The Court also has personal jurisdiction over Allegro in Washington state because
Allegro has minimum contacts with Maryland. It has used the Internet to sell its products
and has at least one customer, Tarte, in Maryland. Allegro purposefully availed itself by
seeking customers in Maryland. Under the sliding scale test, Allegro has an active
website and uses it to do business. Thus, they have minimum contacts with Maryland,
and it is fair that Allegro should go to Maryland to defend itself.
Conclusion:
The Court has jurisdiction. Motion to dismiss denied.
Student Sample:
Issue: Would the court dismiss the action based on lack of jurisdiction.

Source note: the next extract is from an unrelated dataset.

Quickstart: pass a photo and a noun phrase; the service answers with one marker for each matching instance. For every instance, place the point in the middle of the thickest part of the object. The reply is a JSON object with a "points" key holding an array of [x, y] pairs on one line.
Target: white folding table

Rule: Jurisdiction is established by subject matter and personal jurisdiction. There are two situations
when the Federal courts have subject matter jurisdiction, first, when a federal question is involved and
second when there is diversity of citizenship. Diversity of Citizenship requires both, the plaintiff and
defendant must be residents of different states, and the dollar amount in controversy must exceed
$75,000.00. Personal jurisdiction is exercised over any person or business that resides in a certain
geographic area. When the activities take place outside of the geographic area of the defendant, a court
can exercise personal jurisdiction using the long arm statutes. Prior to the court invoking this statute, it
must demonstrate that the defendant had sufficient contacts or minimum contacts. Jurisdiction in
cyberspace, the courts have developed a “sliding scale” standard to determine when they can exercise
personal jurisdiction over an out-of-state defendant based on the defendant’s web activities. There are
three standards and rules for jurisdiction in cyberspace. First, when the defendant conducts substantial
business over the internet (such as contracts and sales). Second, when there is some interactivity through a
website, jurisdiction may be proper, depending on the circumstances. Even a single contact can satisfy the
minimum-contacts requirement in certain situation. Third, when a defendant merely engages in passive
advertising on the web, jurisdiction is never proper. An internet communication is typically considered
passive if people have to voluntarily access it to read the message and active if it is sent to specific
individuals.
Application: For subject matter jurisdiction does not apply because the lawsuit does not involve a federal
question. In the rule of Diversity of Citizenship, although the claim of damages is not stated, the plaintiff
will need to prove they are on short-term disability leave for the foreseeable future, and the damages
inflicted to the plaintiff will exceed $75,000. In addition, both the plaintiff and the defendant reside in two
different states, Maryland and Seattle. Personal jurisdiction, although the defendant sells products in 42
states, the plaintiff will need to demonstrate the defendant had sufficient contacts, or minimum contacts
for the court to evoke the Long Arm Statue. Jurisdiction in cyberspace, the internet is Allegro’s primary
distribution channel, and the defendant will need to provide sufficient evidence that their volume of
business over the internet isn’t substantial enough to meet the sliding scale standard. The plaintiff argues
that the jurisdiction is proper, because the interactivity through the defendant’s website and a single
contact can satisfy the minimum-contacts requirement in this situation/case.
Conclusion: Because there is sufficient evidence to invoke both personal and cyberspace jurisdiction,
The defendant, Allegro request to the court to dismiss the action based on lack of jurisdiction is rejected.